The road to recovery was long, and difficult at times. He had been on narcotics for so long he was put on methodone for withdrawals, and we had several fun little scares about kidney problems, cystic fibrosis, and g-buttons all of which turned into nothing. We started calling him a "tank" because of how well he had made it through all of his ordeals. I only went home once every three days because leaving him at the NICU was so heartbreaking. Luckily the Nurses would take calls from parents who wanted to check on their kids at any hour of the night, and believe me, I called at all hours of the night.
We spent one month in the NICU, and it was the most gratifying and frustrating experience of my life. Day by day I watched him get stronger, cords and tubes came off one by one, and eventually I was holding him, dressing him, feeding him, and bathing him. 95% of the nurses were amazing. They were on top of every beep, every alert, every feeding, they would answer my questions and give me support if I had a bit of a lapse in composure. The other 5%, lets just say gave me a hell of a lesson in patience and practicing putting my foot down in a polite manner. Its so difficult to watch other people do things for your kid that you can't do (and really want to) but I was grateful to them for helping him get one step closer to home. I sang "Edelweiss" to him every day, because it seemed fitting as I wished the same things for him as the song.
Finally the day came for us to bring him home, he was exactly one month old, and looked as though nothing had ever happened aside from a few tiny scars on his torso and the side of his head being shaved (they had put a PICC line in his scalp - if you don't know what a PICC line is and you're not easily grossed out you should look it up).
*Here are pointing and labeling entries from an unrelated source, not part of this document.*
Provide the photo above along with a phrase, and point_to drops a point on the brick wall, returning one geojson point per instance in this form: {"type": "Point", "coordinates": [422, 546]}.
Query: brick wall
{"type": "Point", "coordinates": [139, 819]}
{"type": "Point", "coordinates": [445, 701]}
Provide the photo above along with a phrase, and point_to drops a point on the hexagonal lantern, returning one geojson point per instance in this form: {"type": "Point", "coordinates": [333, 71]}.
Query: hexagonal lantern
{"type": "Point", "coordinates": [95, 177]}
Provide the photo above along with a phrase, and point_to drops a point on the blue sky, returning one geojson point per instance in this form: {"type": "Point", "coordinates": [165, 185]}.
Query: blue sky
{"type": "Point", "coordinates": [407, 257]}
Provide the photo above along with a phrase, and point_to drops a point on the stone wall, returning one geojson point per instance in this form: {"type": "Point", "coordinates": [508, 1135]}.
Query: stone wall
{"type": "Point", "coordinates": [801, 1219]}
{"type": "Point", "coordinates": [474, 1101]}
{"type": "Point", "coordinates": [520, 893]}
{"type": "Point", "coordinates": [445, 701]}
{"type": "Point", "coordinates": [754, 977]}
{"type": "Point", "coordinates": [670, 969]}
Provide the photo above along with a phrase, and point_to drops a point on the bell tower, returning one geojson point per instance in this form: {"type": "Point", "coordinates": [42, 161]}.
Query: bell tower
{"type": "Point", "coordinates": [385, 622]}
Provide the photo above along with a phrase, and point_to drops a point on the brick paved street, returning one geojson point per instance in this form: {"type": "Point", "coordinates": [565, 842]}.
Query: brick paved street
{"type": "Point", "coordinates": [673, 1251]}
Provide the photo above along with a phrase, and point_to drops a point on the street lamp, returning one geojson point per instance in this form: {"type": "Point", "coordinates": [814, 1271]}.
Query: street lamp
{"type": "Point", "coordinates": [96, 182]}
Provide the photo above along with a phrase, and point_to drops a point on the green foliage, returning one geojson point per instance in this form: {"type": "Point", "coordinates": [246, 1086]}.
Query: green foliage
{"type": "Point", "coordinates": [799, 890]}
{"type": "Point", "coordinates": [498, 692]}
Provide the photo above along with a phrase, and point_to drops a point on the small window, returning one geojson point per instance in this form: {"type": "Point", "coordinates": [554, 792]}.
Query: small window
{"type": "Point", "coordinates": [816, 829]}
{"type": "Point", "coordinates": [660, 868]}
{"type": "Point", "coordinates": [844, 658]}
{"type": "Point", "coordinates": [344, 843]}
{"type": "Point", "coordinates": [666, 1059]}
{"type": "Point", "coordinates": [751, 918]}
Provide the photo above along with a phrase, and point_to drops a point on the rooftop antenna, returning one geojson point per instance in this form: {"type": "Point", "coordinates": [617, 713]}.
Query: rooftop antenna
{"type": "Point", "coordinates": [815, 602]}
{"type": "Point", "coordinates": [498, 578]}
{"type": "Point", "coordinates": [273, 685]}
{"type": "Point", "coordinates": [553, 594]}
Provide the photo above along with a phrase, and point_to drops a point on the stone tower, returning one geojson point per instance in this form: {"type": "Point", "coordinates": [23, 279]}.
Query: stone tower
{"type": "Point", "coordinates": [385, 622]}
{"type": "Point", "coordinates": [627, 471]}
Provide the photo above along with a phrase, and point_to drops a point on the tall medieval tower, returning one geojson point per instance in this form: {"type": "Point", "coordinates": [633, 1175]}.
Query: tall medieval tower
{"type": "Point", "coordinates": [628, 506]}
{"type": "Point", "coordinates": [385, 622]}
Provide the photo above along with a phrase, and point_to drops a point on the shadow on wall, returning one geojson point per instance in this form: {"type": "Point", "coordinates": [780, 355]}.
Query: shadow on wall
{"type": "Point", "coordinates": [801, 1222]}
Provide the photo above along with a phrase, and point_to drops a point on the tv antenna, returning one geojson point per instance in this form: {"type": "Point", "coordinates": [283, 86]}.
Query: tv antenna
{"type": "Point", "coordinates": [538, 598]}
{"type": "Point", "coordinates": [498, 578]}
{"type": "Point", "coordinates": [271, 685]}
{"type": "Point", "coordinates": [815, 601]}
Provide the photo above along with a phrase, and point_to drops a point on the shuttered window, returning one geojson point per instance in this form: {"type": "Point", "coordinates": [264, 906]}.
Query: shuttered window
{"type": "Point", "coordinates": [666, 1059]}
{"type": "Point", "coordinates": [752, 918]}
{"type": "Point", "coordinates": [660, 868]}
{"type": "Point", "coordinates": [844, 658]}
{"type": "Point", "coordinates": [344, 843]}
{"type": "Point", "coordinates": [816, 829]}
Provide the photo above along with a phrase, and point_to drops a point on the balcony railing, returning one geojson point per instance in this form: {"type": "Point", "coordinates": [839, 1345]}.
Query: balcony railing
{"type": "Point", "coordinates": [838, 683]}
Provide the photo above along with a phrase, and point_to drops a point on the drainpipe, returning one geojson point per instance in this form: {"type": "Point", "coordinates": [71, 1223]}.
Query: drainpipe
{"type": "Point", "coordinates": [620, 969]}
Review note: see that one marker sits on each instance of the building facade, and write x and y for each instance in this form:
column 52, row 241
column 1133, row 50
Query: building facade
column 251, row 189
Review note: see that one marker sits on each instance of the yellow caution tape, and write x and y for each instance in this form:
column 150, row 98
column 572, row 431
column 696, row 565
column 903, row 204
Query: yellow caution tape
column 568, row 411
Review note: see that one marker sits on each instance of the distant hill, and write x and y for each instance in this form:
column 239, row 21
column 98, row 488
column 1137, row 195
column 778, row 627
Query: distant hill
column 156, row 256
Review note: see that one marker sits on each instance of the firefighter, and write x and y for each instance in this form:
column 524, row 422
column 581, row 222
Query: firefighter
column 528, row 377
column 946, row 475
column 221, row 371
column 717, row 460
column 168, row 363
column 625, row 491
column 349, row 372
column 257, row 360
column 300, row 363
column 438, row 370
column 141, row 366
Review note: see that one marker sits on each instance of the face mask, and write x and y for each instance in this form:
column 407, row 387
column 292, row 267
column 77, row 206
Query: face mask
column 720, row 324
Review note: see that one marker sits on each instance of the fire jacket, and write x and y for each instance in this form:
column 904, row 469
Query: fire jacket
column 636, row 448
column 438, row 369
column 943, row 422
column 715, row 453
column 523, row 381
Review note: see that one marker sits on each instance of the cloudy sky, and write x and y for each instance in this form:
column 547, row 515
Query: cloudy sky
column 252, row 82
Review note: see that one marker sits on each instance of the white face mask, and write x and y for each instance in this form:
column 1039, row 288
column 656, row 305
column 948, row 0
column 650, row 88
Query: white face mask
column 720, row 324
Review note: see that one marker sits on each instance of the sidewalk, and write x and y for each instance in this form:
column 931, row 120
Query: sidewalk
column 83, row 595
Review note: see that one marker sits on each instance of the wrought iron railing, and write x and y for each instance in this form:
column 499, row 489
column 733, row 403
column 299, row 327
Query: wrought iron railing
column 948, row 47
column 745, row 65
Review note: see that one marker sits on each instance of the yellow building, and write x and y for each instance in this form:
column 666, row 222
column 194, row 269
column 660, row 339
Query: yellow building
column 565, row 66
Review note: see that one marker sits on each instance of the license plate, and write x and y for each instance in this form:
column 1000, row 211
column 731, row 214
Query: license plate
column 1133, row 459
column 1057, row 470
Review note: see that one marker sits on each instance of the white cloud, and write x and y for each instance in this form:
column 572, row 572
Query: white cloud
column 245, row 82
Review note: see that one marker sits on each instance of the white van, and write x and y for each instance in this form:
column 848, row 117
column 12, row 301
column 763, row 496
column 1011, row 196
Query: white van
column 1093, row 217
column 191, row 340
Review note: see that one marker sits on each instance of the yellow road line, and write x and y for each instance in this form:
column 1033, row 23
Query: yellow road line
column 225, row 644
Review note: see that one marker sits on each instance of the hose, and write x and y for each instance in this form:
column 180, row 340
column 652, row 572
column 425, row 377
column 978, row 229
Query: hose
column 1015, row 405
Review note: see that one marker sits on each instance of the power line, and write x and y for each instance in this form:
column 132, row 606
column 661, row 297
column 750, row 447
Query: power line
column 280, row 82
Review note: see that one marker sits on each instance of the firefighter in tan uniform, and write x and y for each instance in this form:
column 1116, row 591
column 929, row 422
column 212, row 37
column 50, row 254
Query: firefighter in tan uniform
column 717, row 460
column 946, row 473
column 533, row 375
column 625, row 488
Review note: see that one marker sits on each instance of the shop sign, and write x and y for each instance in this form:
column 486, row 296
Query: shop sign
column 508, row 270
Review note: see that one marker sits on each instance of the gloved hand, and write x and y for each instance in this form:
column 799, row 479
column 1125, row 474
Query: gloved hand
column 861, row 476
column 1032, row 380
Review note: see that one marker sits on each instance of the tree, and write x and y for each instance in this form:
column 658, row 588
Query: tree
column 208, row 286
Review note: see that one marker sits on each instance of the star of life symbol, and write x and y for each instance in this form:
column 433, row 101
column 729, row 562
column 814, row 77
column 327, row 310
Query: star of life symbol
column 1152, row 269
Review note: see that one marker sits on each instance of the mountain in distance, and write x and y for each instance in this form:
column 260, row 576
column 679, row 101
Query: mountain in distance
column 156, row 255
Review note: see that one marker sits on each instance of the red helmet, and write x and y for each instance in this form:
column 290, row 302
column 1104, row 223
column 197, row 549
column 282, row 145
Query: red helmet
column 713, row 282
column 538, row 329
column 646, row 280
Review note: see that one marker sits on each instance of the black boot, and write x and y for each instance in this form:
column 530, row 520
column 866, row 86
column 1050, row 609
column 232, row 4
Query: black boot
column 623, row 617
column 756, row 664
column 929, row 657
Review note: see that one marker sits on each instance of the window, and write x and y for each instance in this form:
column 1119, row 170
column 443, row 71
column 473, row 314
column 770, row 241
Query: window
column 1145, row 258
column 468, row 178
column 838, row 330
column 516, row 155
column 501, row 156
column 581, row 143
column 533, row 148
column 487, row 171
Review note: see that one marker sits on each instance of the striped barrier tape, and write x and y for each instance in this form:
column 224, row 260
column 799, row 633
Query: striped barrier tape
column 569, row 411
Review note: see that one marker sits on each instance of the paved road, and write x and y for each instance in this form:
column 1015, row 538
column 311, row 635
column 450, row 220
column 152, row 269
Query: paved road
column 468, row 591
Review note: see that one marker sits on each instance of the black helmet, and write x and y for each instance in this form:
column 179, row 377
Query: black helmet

Since we've been home things have fallen into a routine, my husband and I are still trying to figure things out (but I don't imagine that will ever change), I've gone back to work - which is hard, but gratifying to know that I can pull all of it off - and things have calmed down so much. He makes me laugh every day, every day. He's just a normal happy baby, he has meltdowns, farts in the bathtub, drinks his bottles like he's starving to death, smiles, and kicks his legs. We have a bedtime routine and I read him a book or sing to him before putting him to bed, and it is everything I ever imagined it would be, heaven on earth.
I used to be so afraid of losing people I love, it was something that would bring me to tears at the mere thought of it. A panicky feeling would come over me and I would keep thinking that I just need more time, I have more to say, more to do with them. This experience has taught me so many things, but I think one of the most profound things that I have learned is that I could have a million years with the people I love and it still wouldn't be enough, it will always bring sadness when someone leaves us, but if given 1, 10, 100 more days would it make that pain any less? No, it would not. For some reason the fact that the pain will be there no matter when or where it happens comforted me. The fact that it just IS, so therefore I can let it BE. So I have learned to not spend the time I have with my loved ones worrying that they may leave me, but to relish the fact that they are here and I will eat them up for as long as I can until we all meet again on the other side.
I am so proud of my family and the way that we all came together through this experience, and so much good came out of it that I am grateful for being entirely, completely, and absolutely wrong about how I thought it would all go. Would I wish for him to have no problems whatsoever and for us to have gone home together? Of course! However, at the end of it all, we are strengthened, humbled, and focused on what really matters to us in this life.